Passionate Purposeful Parenting

Encouraging & Equipping Parents of Young Children

Passionate Purposeful Parenting

Wednesday, September 30, 2009

What Really Matters


Author: Kim Ashbaugh
Kim Ashbaugh is formerly an elementary school teacher and presently a homeschool mom of three daughters: Julianne, 16; Jamie, 13; and Jennie, 10. Her family has lived in Florida, California, and presently resides in Georgia. She loves chocolate, old movies, Jane Austen novels, and almost anything "old-fashioned." She appreciates modern technology but longs for the simpler days. Her highest priority after God is her husband and children, and after that she loves to minister to young moms

Three weeks ago, a horrible tragedy occurred in our community. One of the families from our homeschool group lost their dad. He was killed in an accident on the way to work.

With the shock of that event, I began to think..."What really matters?" Have I really invested my life as a spouse and parent in things that matter, or am I distracted with trivial things that count for nothing in the long run?

The man who was killed, Chuck, knew what really mattered.

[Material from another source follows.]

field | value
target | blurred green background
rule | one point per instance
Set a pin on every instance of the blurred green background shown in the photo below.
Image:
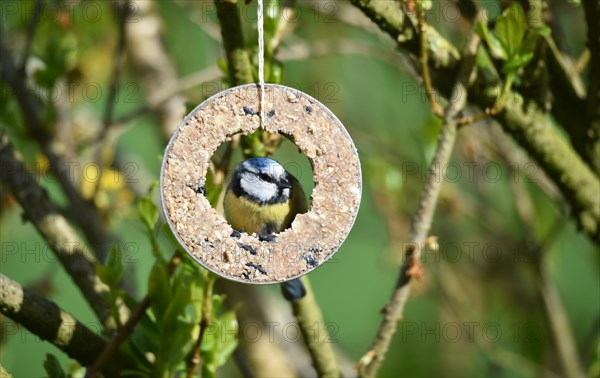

As his 15-year old son grieved the loss of his dad, it was the loss of a companion, a buddy, an instructor... not some distant person he had very little contact with.

What made Chuck a good dad was, first of all, that he was faithful to his spouse. He loved her through good times and bad, and stayed married to her. I do not know all the details, but I am sure not all their times together were blissful. Yet he remained with his wife, giving security to her and his children.

Chuck was a good provider, a responsible worker. He was on his way to work when he died, a job he went to over and over, week in, week out. It was not necessarily an extremely fulfilling career, but Chuck went everyday, in order to bless his family with a regular paycheck so they might have what they needed. The flip side of that was that Chuck did not work excessive overtime or strive for unlimited wealth. That would have required him to be away from his family too often. He may have also understood that "riches certainly make themselves wings; they fly away as an eagle toward heaven."

The final aspect of Chuck's life that struck me was his relationship with his son. Yes, Chuck was the dad and therefore held a position of disciplinarian, but he also enjoyed his son, spending time just the two of them. When my husband met Chuck, they were in a group of parents and teens attending a contemporary Christian band concert. Chuck had taken time out from his schedule to attend the event with his son, and they had ridden there together on Chuck's motorcycle. They must have ridden that motorcycle together at other times, just Dad and son, enjoying their time together.
Thankfully, Chuck was a believer in Jesus Christ; therefore, his family has the assurance of seeing him again one day in heaven. But while they are still on this earth, Chuck's wife and son will treasure the good memories they have of him... memories that are possible because Chuck knew what really mattered.

Next Week's Author: Jaime DeCarlo

2 Comments:

Blogger Jaime said...

So sad, but very good reminders for parents to make their spouse and children a priority!

September 30, 2009 6:11 AM  
Blogger Passionate Purposeful Parenting said...

I'm so sorry to hear about the loss of Chuck. You're right, Kim; we need to keep our priorities straight cherishing every moment and make the most of every opportunity. Thank you for the reminders.